Moments after watching Eleanor Patterson and Nicola Olyslagers win silver and bronze in the high-jump, Athletics Australia’s high performance boss Andrew Faichney declared the sky was the limit at the Olympics given the standard the team had set in Budapest.
“We can do anything in Paris to be honest,” Faichney said.
“We have now got athletes who come to this environment who know they belong. And not only that, they own it.
“To be able to come in and deliver that level of success. You then have everyone start believing that they are coming here to perform at that medal level and that’s an amazing turnaround from the last few years.
“When you can look back to Doha, that wasn’t a very strong performance at all.”
One gold medal to javelin thrower Kelsey-Lee Barber was all Australia came away with from the 2019 Doha world championships. Four years later the green and gold outfit leaves Budapest with six medals, its best ever haul.
Australia’s best track and field performance at an Olympic Games came at Mexico in 1968 where six medals were won including two golds to Ralph Doubell and Maureen Caird.

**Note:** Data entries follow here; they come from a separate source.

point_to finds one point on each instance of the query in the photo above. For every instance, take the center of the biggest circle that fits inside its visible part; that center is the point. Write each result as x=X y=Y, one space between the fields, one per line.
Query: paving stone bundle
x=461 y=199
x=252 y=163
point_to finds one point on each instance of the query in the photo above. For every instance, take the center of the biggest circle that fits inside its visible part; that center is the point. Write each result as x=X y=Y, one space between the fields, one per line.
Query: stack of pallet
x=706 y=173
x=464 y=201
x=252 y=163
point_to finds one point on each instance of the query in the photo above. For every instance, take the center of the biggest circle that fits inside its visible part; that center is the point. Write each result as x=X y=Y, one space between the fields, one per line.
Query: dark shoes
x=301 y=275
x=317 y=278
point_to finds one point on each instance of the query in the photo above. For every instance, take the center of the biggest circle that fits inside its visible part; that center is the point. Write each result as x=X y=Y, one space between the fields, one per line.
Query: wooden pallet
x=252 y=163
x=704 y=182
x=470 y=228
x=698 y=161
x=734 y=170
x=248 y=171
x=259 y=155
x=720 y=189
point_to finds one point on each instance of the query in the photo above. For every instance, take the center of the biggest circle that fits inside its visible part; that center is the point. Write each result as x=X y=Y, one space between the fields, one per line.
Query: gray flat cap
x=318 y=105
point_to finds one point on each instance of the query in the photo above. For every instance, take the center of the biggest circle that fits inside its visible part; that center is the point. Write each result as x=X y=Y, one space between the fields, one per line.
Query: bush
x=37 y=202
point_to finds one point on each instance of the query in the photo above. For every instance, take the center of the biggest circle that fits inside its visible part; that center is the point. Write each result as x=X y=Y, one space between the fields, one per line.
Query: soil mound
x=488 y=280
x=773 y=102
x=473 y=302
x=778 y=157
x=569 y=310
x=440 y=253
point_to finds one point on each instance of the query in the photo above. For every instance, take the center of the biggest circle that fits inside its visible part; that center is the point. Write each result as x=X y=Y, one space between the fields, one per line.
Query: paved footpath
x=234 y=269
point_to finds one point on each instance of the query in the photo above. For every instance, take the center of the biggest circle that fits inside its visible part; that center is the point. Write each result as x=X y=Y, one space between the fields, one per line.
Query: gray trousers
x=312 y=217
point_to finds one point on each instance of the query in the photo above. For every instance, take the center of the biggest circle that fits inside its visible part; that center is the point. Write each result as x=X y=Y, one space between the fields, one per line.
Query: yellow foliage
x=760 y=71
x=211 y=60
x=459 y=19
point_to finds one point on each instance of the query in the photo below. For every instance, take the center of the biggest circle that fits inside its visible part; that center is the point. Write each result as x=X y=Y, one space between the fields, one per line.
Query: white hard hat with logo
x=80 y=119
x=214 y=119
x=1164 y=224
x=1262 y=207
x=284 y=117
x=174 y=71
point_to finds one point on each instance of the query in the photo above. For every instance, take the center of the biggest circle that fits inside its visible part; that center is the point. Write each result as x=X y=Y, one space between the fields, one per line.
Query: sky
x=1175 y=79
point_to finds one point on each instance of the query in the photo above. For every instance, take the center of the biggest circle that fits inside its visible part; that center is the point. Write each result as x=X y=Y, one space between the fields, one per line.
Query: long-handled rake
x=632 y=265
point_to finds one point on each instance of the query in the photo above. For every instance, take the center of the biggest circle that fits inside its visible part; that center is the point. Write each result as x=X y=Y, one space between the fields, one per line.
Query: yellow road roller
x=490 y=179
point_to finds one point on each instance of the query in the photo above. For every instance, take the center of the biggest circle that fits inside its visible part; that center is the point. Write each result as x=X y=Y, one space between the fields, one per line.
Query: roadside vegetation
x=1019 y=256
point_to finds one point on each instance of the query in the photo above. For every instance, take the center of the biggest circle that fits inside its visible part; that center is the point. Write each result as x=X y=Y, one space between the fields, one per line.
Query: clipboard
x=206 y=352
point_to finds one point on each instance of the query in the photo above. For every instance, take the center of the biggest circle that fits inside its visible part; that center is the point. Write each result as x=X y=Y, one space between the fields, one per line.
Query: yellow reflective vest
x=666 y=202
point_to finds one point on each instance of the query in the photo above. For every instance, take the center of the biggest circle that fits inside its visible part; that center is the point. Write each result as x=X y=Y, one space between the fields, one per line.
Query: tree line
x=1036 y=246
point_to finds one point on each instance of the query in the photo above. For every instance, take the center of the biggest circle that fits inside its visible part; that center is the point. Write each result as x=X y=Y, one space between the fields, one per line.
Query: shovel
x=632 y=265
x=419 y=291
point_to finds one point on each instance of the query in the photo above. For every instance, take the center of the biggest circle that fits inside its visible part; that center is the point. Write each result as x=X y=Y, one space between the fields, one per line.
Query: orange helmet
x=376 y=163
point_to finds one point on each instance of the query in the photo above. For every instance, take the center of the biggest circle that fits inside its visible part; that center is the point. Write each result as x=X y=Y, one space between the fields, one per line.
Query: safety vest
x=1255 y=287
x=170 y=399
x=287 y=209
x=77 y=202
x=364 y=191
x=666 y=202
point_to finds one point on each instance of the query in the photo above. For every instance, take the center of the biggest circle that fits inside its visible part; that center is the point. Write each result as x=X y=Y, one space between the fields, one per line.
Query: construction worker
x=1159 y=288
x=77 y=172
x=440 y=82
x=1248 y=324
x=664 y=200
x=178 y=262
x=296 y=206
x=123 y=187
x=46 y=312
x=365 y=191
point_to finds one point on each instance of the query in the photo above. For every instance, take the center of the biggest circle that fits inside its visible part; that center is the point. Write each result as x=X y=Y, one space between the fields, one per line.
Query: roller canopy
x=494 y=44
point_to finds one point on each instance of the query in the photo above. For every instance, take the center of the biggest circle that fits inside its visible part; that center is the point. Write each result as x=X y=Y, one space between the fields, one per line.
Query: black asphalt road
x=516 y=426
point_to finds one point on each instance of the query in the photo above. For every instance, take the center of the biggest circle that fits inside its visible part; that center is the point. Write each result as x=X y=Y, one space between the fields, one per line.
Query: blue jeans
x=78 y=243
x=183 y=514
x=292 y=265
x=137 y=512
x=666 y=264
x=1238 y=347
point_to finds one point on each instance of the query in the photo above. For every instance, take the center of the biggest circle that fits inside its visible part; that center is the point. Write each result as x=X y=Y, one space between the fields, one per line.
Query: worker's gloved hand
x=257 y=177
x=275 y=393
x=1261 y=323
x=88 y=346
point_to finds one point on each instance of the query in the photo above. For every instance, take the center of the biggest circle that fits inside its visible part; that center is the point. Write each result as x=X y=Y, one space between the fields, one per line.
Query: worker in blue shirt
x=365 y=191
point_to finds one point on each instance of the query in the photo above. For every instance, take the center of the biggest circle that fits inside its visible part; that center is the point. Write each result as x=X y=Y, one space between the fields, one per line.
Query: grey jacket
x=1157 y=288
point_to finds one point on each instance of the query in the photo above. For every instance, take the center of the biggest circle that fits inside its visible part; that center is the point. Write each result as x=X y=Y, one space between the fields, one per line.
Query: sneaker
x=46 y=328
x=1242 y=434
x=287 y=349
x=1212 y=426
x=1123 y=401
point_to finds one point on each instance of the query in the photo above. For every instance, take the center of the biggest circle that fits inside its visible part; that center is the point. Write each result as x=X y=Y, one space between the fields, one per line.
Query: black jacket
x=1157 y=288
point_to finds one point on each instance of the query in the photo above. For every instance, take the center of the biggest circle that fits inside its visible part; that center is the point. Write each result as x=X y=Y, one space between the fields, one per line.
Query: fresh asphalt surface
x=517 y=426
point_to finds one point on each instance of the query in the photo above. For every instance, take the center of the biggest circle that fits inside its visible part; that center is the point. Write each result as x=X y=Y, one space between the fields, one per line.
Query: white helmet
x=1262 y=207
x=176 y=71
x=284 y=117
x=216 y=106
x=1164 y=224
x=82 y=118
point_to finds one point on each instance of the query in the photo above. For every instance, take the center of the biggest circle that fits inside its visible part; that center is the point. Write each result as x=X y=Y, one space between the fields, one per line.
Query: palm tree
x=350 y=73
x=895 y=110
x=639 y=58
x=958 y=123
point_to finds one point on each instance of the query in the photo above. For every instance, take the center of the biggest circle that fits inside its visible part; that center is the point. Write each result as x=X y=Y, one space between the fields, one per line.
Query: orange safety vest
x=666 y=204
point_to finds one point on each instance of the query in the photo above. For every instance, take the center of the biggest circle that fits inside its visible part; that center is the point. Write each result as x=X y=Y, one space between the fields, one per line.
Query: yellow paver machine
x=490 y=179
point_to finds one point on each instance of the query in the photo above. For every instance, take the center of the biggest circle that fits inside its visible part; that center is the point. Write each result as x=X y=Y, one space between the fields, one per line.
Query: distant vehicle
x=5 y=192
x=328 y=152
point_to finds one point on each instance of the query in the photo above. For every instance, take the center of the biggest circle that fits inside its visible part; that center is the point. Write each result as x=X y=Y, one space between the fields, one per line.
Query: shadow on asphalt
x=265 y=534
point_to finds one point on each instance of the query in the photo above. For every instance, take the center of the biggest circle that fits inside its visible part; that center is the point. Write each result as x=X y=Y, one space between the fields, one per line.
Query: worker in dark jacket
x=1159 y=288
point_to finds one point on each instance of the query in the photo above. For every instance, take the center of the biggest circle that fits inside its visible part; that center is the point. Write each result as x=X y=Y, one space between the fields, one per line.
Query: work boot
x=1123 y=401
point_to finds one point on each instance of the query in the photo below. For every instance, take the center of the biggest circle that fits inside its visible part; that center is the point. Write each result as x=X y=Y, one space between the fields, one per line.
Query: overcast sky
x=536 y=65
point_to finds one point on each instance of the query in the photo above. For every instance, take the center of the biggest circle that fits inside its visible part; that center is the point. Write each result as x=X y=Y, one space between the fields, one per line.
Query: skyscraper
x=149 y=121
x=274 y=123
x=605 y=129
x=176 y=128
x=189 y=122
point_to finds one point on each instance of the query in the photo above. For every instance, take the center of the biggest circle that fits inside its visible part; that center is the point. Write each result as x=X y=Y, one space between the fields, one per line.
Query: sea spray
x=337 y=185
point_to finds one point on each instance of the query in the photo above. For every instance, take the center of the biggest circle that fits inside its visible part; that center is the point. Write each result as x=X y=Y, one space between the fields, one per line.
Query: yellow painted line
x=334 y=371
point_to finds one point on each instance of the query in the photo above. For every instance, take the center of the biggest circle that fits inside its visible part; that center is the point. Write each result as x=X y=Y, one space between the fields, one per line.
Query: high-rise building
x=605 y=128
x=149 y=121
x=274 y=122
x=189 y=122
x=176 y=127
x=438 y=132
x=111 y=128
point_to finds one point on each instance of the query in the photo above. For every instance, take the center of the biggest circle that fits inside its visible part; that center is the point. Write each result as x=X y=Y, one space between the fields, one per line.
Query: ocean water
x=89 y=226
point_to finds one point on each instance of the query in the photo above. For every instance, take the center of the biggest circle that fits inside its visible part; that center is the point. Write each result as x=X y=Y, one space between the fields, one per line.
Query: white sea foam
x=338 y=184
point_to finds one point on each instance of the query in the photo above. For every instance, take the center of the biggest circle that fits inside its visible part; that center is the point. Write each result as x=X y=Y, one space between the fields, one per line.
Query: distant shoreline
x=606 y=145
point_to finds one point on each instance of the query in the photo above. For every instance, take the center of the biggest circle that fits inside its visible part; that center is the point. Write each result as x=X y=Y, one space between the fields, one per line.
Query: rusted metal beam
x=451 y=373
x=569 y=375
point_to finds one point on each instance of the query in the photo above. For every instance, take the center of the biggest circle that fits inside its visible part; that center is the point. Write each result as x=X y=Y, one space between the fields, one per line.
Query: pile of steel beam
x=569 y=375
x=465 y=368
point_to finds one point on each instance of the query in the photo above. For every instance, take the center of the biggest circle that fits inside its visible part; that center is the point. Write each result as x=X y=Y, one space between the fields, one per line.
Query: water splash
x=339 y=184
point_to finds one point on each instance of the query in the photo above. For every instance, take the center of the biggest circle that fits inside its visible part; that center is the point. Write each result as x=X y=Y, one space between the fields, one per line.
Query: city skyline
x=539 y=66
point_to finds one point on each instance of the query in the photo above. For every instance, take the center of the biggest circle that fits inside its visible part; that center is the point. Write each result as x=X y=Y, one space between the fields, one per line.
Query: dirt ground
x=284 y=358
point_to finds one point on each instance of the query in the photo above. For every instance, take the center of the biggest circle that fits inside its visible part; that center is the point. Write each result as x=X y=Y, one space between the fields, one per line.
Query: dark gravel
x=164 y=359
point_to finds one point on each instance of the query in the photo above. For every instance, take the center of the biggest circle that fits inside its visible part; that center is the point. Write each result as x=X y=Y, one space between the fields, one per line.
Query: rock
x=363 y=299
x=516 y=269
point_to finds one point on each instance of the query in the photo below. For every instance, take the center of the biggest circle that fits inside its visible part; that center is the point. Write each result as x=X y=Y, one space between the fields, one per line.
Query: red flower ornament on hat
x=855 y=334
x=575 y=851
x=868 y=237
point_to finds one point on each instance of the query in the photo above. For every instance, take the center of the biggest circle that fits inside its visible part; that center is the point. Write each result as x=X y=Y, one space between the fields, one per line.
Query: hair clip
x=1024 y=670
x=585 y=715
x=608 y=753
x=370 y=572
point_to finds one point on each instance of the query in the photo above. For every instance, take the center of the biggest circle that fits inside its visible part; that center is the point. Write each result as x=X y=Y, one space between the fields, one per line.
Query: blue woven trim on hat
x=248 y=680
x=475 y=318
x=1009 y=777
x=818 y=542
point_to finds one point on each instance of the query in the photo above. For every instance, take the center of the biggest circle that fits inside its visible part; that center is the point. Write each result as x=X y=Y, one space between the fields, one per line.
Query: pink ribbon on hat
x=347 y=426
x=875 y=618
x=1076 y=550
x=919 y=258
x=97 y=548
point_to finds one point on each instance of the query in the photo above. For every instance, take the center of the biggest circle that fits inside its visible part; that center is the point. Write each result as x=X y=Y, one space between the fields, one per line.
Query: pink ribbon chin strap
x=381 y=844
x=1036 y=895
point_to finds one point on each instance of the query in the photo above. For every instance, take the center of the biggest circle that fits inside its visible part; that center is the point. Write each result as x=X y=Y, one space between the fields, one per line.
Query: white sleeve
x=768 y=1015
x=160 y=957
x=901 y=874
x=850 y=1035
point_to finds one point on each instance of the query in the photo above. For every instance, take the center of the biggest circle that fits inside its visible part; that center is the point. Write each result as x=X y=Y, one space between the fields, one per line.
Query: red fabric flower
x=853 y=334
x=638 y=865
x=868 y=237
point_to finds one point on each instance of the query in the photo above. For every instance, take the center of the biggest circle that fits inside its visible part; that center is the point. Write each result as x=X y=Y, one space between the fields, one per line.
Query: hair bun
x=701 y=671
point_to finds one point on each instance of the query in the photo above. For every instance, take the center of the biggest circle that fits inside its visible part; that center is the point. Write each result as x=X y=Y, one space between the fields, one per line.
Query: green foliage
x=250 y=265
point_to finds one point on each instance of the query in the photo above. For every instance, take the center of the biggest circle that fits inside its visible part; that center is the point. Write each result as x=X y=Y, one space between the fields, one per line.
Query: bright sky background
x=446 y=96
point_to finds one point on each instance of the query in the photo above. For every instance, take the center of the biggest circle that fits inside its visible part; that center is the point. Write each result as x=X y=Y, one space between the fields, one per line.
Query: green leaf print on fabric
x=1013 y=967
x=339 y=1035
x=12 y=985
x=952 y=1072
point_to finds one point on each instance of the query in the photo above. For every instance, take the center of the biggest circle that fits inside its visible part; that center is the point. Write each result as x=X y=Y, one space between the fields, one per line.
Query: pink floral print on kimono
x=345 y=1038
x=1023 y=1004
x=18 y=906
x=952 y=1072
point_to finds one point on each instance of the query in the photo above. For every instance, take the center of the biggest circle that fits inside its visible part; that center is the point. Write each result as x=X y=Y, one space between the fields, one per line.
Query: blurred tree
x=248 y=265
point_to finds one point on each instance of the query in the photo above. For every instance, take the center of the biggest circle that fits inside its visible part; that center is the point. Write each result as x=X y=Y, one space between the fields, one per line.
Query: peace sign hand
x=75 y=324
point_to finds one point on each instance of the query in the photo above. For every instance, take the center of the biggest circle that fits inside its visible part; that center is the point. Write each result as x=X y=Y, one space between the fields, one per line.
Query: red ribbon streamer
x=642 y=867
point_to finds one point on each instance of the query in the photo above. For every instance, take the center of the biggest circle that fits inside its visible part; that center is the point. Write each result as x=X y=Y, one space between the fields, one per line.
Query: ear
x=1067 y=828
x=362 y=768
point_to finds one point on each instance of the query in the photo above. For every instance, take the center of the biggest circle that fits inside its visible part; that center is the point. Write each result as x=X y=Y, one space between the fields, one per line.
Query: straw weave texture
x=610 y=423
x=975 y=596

With more than 200 countries represented in Budapest, Australia finished equal sixth for the number of medals won.
“We are the best team on results (at a world championships), we have to be really proud of that,” Faichney said.
“And we have to be saying that’s what we don’t want to go back from, we want to actually build from it and have greater success next year at the Olympics.”
Pole vaulter Nina Kennedy led the way in Budapest with a shared gold medal while Jemima Montag won silver in the 20km walk. A pair of bronze medals were picked up by javelin thrower Mackenzie Little and pole vaulter Kurtis Marschall before the high-jumping pair added two more.
Faichney said the current wave of athletes had a no-fear attitude which had been missing in previous Australian teams.
“We’ve got the ones who are winning medals now so we’re not walking into the Olympic Games next year hoping that we have got people who perform at a medal level,” he said.
“We have got ones who have actually got medals hanging around their neck that they can turn to and show.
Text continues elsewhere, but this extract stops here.